A fronte delle testimonianze di circa 50 persone, di cui disponeva l’Arcivescovo, Don Pietro poté utilizzare quelle di una decina di testimoni i quali non fecero altro che confermare quanto riportato in maniera accorata ma nello stesso tempo distaccata al Foglio 131: Don Pietro sosteneva che "il nuovo arbitrio del riso da esso esperimentato et introdutto da anni 17 in quà non li è mai riuscito, se non dalla V Indizione in quà, et avanti quel tempo ciò che si raccoglieva si dava ai porci, e da quel tempo in quà è riuscito per haverci Don Pietro posto più terre sott’acqua, fattovi la pinnata, et altri rimedy con grossa spesa, et grande industria e diligenza d’esso Don Pietro." Tutto ciò veniva confermato da Dominico d’Oliveri, Santo Furmino e Pietro Lo Leggio i quali aggiungevano che "tutte quelle terre dove è fatto l’arbitrio dello riso erano terre margiuse, infruttuose e mal conditionate e non atte a seminare e render formento per essere soggette alla risina."

Il conto finale sugli introiti derivanti dalla produzione veniva quantificato, mediando i valori riportati dal Morello e Calabrò e valutando il terzo preteso dall’Arcivescovo, in once 2088. Considerato che da questo importo bisognava decurtare il censo puntualmente pagato in 8 anni pari a 57*8=456 once nonché i ‘benfatti’ valutati all’occasione in once 1808, il conto a questo punto diventò semplicissimo: 2088-456-1808 = -196 ovverosia:

Don Pietro avrebbe ricevuto dall’Arcivescovo 196 once e andava via.

L’Arcivescovo avrebbe pagato a Don Pietro 196 once ma in compenso sarebbe divenuto proprietario assoluto non solo del terreno ma di tutto l’impianto e le migliorie apportate nel corso del tempo.

Amen.
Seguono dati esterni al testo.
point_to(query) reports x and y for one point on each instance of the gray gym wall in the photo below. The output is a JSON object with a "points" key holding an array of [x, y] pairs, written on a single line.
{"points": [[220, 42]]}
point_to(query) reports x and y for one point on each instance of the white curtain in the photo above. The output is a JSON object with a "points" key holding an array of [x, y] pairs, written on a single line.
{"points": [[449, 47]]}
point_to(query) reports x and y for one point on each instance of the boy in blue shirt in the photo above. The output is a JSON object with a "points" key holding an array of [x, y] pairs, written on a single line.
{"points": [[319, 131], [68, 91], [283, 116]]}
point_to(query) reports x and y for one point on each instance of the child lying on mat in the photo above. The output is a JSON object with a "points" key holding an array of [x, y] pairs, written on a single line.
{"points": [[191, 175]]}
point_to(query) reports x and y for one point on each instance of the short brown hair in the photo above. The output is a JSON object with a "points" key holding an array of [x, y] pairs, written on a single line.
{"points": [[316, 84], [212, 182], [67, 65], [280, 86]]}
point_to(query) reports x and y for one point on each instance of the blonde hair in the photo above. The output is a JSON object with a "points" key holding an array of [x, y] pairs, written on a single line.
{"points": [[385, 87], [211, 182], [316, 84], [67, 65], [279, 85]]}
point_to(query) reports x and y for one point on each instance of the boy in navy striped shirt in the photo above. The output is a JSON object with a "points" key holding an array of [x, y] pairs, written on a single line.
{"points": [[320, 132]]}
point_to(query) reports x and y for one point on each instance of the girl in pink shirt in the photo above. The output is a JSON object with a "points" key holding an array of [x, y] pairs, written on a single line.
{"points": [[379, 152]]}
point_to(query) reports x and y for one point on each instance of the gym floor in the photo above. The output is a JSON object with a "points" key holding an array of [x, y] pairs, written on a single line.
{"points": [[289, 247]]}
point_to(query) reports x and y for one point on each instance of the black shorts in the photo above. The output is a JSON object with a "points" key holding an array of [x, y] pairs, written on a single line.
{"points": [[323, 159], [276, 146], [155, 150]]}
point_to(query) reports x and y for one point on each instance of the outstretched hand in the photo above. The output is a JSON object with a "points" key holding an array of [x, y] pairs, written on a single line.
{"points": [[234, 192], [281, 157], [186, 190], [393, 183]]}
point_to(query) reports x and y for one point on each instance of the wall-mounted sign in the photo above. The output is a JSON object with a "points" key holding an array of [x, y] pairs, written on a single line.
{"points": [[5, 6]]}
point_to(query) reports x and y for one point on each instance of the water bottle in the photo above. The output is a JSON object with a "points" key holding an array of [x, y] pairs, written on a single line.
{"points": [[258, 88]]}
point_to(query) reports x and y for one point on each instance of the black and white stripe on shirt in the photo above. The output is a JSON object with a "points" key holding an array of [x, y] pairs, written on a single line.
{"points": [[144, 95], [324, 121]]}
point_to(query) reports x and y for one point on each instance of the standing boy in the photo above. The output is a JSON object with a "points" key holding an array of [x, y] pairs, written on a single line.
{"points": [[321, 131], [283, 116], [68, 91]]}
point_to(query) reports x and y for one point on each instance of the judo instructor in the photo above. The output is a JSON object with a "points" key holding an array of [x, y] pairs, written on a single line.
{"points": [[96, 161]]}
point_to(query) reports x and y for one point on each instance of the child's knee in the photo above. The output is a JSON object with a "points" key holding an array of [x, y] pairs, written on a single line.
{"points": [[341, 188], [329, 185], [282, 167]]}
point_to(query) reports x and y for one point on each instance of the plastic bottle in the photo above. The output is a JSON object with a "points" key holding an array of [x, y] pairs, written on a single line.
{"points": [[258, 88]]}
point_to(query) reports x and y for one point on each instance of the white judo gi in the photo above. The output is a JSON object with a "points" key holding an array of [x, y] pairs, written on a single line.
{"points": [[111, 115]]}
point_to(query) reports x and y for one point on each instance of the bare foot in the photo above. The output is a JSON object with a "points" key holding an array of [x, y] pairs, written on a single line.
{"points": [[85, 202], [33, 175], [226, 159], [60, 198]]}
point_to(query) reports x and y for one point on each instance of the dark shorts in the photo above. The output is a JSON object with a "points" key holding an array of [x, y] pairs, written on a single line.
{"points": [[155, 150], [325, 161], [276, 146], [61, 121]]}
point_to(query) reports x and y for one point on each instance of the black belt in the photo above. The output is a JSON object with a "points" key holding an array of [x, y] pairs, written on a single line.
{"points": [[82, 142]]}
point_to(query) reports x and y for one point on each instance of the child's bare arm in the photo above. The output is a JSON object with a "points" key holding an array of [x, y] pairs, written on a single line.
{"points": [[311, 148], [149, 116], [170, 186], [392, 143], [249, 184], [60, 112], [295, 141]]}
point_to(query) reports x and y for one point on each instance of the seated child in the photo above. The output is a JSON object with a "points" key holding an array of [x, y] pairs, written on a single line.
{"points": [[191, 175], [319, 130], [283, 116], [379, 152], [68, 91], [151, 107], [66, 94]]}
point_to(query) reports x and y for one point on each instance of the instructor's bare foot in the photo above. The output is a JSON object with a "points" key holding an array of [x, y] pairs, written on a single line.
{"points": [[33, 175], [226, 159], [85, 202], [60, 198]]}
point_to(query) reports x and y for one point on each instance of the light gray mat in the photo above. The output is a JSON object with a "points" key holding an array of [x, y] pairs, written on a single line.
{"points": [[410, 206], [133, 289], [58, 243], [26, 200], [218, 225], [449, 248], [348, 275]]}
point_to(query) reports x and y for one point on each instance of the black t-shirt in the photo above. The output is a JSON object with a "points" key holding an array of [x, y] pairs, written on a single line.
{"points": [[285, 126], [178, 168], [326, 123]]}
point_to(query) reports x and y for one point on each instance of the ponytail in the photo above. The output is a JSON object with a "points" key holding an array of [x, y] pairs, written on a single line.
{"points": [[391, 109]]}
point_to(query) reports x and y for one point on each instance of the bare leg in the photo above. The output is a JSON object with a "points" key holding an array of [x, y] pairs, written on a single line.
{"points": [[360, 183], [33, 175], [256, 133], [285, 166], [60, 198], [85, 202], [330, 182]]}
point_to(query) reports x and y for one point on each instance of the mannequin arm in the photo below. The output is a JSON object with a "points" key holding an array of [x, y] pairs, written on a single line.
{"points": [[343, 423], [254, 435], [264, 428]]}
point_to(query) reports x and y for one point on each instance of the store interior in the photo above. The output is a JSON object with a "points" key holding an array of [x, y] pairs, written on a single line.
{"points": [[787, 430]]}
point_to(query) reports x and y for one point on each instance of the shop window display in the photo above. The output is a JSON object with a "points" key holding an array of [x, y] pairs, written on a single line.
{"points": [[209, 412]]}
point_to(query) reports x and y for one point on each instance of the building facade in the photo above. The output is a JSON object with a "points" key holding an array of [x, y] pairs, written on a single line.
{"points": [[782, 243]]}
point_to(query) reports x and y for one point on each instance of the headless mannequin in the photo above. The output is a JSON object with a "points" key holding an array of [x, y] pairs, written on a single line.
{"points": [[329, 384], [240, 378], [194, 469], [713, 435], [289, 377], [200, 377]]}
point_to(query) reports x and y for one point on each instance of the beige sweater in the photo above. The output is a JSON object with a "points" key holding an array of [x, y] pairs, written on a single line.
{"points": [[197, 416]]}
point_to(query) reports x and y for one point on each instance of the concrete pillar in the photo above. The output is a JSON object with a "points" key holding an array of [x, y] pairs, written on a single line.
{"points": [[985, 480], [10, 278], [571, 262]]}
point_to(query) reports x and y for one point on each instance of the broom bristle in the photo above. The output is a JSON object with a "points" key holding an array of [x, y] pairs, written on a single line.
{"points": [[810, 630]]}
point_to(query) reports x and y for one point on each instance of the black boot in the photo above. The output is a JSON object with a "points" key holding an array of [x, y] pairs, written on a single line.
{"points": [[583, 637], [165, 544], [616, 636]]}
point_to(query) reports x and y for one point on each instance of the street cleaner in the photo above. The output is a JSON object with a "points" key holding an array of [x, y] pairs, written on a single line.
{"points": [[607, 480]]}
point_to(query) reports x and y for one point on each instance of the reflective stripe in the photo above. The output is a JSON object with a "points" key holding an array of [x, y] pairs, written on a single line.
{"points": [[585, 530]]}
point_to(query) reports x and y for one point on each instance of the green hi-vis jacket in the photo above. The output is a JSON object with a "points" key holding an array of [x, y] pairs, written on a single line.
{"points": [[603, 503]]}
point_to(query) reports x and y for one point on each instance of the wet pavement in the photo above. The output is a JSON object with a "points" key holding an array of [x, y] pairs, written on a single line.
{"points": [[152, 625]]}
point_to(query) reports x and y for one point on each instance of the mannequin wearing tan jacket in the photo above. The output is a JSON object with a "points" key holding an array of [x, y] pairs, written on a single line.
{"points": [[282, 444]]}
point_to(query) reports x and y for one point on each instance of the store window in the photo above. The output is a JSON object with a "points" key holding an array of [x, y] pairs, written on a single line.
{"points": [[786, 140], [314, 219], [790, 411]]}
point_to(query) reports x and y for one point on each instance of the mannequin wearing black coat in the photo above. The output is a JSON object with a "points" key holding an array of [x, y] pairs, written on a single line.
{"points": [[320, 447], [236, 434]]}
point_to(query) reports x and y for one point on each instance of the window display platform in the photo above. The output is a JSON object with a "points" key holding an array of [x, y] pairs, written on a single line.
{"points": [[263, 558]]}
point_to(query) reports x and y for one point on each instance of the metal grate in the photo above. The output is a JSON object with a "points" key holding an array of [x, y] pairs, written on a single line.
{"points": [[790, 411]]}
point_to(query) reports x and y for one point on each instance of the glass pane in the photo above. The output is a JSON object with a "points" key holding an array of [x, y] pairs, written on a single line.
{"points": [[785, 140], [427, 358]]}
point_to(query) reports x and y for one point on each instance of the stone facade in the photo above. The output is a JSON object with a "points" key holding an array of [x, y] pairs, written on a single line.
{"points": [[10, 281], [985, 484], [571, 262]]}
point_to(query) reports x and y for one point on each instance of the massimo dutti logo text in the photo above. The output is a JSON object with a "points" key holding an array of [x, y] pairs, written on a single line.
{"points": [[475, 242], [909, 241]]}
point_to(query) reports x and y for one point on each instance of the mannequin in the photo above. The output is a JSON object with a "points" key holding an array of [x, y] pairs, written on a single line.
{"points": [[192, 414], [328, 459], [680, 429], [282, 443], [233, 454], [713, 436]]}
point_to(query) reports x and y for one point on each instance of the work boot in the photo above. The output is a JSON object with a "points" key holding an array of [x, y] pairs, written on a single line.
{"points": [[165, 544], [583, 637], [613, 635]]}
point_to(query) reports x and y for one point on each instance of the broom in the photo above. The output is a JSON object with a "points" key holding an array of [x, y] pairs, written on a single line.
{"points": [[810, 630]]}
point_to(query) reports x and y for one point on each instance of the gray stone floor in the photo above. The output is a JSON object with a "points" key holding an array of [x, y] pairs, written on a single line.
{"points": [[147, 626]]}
E così sia. O meglio: e così fu. 

Noi di Don Pietro sappiamo poco. Non sappiamo dove e quando sia nato e morto. Sappiamo che lo stesso tentativo di piantagione del riso lo aveva pure fatto a Mincilepri (Montelepre) dove aveva pure costruito un mulino.

Persona di notevole intraprendenza aveva cercato con l’ingegno di cambiare la realtà economica dell’epoca ma non aveva capito, forse perché impegnato com’era non ne aveva avuto il tempo, che contro il Potere, quello vero, quello che è capace di imporre la sua giustizia e di trasformare anche la coscienza della gente, non poteva opporsi né con il lavoro né con l’ingegno. Sarebbe occorso qualcos’altro. Ma per i tempi in cui si trovava ad operare rischiava di ricorrere alla violenza che, probabilmente, non rientrava nel suo carattere.

Noi non sappiamo se continuò nel suo lavoro o cambiò mestiere. Chissà? Magari avrà intrapreso la carriera ecclesiastica!

Sappiamo solo che il feudo di Fallamonica non fu più dato in enfiteusi ma a massaria. Del suo mulino di riso, ma non della coltivazione, troviamo traccia nel 1702.

Quel che è rimasto è un rudere, solitaria vedetta nella piana di Fellamonica, ancora oggi chiamato "nni Ron Petru", unica testimonianza dell’operosità e intraprendenza di Don Pietro Pezzinga.